Which is what I'm trying to correct!!


----------



## Smithie86 (Jan 9, 2001)

Our dogs are not sensitive or allergic; I choose not to feed it and to get a better result with the combos listed above.

This was recommended by a breeder/friend who also mentors other breeders on this board.


----------



## CherryCola (Apr 24, 2006)

I second the salmon oil for a beautiful shiny coat


----------



## Pedders (Mar 22, 2005)

We've been using flaxseed oil for 5 years. Bravos skin and coat improved dramaticaly with a few weeks. He used to scratch a lot but that went away and hasn't come back since.


----------



## middleofnowhere (Dec 20, 2000)

My nearest thing to wholeistic vet recommends Flax seed oil over fish oil. Barker the Younger needed it when she was on her diet food because of the lack of oil in the food. Worked great.


----------



## blord (Feb 14, 2009)

Do you know how much to give her? She is 9-1/2 years old and 75lbs. They are in 1000 mg capsules. Looking online I only find dosages in terms of tsp or tbsp, not mg. Thanks!!


----------



## Fee (Jul 4, 2004)

For our Husky/Collie Mix: we are using Flax seed oil over Salmon oil. She had some hot spots (really bad) and Flax seed worked better than the salmon oil. Spots completely cleared up and she gets it daily for the past 2 years. 

Our GSD gets both salmon oil and flax seed oil - alternating through the week. She gets the same human pills as we take: 2 x 1000 mg of salmon oil and alternating Flax seed oil she gets about a table spoon per day. We also use it in salads This works for my dogs and vet is happy. 
The 1000 mg of salmon oil should be fine. You don't need more unless there is a health issue. Our GSD is almost 9 so she gets a little more now than in her younger days.
Good luck!


----------



## Fee (Jul 4, 2004)

Forgot to mention the oils should be given with Vit. E.


----------



## LisaT (Feb 7, 2005)

Indy does much better on the flax (we use ground seeds) than the salmon oil - the salmon oil makes her limp


----------



## blord (Feb 14, 2009)

> Originally Posted By: FeeForgot to mention the oils should be given with Vit. E.


How much vitamin E? Human capsules? Thanks!


----------



## Fee (Jul 4, 2004)

300-400 IU are fine for a dog that weight. You can just take a human capsule or I have the liquid drops. I just want to mention I do feed raw so everything is balanced so not sure how much E your dog is already getting in food. However I have known numerous dogs (raw feed) who had been given much higher amounts of Vit.
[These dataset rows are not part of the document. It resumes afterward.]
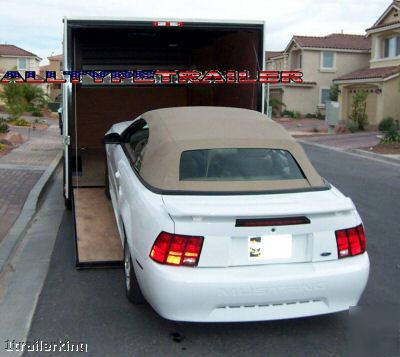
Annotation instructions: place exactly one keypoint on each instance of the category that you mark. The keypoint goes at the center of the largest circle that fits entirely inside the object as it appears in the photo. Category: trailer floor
(97, 234)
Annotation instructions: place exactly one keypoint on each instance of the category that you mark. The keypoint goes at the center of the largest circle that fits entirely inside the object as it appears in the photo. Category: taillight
(176, 249)
(350, 241)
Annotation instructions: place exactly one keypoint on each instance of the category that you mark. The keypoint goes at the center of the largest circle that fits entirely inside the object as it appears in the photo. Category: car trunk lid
(295, 227)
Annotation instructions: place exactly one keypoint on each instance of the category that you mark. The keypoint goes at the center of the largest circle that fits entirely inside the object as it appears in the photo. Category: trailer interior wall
(97, 107)
(93, 109)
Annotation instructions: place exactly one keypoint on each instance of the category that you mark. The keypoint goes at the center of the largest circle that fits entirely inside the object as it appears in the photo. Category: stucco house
(16, 58)
(55, 64)
(381, 78)
(321, 59)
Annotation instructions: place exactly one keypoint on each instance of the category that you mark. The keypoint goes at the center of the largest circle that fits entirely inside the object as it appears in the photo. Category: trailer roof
(173, 131)
(191, 20)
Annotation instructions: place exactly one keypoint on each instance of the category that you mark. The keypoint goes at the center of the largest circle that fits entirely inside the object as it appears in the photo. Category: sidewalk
(22, 168)
(357, 143)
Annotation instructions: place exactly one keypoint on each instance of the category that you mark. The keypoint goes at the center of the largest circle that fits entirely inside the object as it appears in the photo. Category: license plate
(278, 246)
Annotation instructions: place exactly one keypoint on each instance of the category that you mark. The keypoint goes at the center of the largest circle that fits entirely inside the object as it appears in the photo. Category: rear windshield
(255, 164)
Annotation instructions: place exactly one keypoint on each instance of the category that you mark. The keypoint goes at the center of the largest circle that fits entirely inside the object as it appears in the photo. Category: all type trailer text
(158, 77)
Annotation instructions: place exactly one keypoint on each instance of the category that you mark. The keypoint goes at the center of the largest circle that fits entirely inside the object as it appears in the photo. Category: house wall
(378, 48)
(10, 63)
(307, 100)
(302, 99)
(391, 96)
(277, 64)
(375, 103)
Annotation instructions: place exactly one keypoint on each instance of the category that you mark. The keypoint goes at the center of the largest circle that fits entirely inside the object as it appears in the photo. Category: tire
(68, 203)
(107, 182)
(132, 288)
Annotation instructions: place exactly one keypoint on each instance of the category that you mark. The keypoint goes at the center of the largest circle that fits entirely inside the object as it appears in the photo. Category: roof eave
(392, 5)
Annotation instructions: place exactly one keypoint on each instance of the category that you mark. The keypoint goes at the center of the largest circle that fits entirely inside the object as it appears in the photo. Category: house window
(392, 47)
(328, 60)
(324, 96)
(22, 63)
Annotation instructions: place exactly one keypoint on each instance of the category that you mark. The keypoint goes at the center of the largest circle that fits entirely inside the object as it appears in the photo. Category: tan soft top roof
(174, 130)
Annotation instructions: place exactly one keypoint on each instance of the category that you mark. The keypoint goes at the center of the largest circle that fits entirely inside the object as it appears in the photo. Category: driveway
(90, 305)
(22, 168)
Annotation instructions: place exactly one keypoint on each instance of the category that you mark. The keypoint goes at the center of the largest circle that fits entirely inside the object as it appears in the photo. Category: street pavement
(90, 305)
(347, 141)
(21, 169)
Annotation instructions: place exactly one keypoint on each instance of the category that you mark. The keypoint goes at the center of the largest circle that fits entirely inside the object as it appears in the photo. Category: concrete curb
(10, 242)
(375, 156)
(355, 152)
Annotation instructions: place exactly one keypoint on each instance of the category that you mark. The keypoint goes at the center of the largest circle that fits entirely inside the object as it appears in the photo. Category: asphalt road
(90, 306)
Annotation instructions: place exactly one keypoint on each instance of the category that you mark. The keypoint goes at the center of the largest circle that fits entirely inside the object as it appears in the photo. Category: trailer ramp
(97, 239)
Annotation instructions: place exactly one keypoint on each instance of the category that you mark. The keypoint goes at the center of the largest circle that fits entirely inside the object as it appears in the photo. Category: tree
(14, 99)
(276, 105)
(358, 113)
(35, 97)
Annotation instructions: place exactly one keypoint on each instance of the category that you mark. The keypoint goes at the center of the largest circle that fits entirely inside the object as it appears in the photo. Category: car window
(239, 164)
(135, 142)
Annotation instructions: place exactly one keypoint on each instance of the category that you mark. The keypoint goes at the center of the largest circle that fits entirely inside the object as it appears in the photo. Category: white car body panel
(226, 285)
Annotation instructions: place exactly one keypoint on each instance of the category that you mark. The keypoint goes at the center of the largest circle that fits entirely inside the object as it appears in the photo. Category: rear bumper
(254, 293)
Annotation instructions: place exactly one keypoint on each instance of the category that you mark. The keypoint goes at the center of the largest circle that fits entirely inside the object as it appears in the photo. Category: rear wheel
(107, 182)
(132, 288)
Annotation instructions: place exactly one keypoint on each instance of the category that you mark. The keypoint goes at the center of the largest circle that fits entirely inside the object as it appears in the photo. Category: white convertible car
(223, 218)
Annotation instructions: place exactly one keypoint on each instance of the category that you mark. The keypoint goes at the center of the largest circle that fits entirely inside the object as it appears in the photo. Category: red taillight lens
(350, 241)
(175, 249)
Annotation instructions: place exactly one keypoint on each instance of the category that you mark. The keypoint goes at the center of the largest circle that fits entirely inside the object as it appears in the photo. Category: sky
(36, 26)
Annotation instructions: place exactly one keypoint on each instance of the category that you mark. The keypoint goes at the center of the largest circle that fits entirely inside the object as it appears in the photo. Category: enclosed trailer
(89, 109)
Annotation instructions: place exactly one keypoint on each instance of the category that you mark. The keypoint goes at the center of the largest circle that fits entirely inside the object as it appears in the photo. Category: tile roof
(335, 40)
(11, 50)
(272, 54)
(367, 73)
(383, 25)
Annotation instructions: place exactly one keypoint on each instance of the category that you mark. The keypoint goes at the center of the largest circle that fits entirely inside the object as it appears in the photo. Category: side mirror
(112, 138)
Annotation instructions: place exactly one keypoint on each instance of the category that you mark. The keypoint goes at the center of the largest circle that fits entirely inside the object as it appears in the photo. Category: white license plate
(277, 246)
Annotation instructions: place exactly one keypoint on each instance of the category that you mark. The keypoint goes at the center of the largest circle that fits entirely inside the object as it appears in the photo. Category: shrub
(21, 97)
(358, 114)
(4, 127)
(319, 115)
(351, 126)
(387, 124)
(276, 105)
(20, 122)
(14, 100)
(37, 113)
(391, 136)
(289, 113)
(334, 93)
(297, 115)
(34, 96)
E (as per vet) for certain health conditions....

Lisa, do your dogs not choke on the flax seeds? We tried the ground ones as we use them daily ourselves in smoothies but our GSD inhales food and she chokes on it, even when mixed with liquids. Weird


----------



## LisaT (Feb 7, 2005)

Fee, that is weird about the choking. I haven't had any problems with it -- ample fluids and mixed in well, neither dog chokes. Sounds like you tried the same thing. Goofy, eh?


----------



## blord (Feb 14, 2009)

I'm feeding her the fish formula of TOTW. I'll have to check if there is a vitamin E content.


----------



## blord (Feb 14, 2009)

> Originally Posted By: blordI'm feeding her the fish formula of TOTW. I'll have to check if there is a vitamin E content.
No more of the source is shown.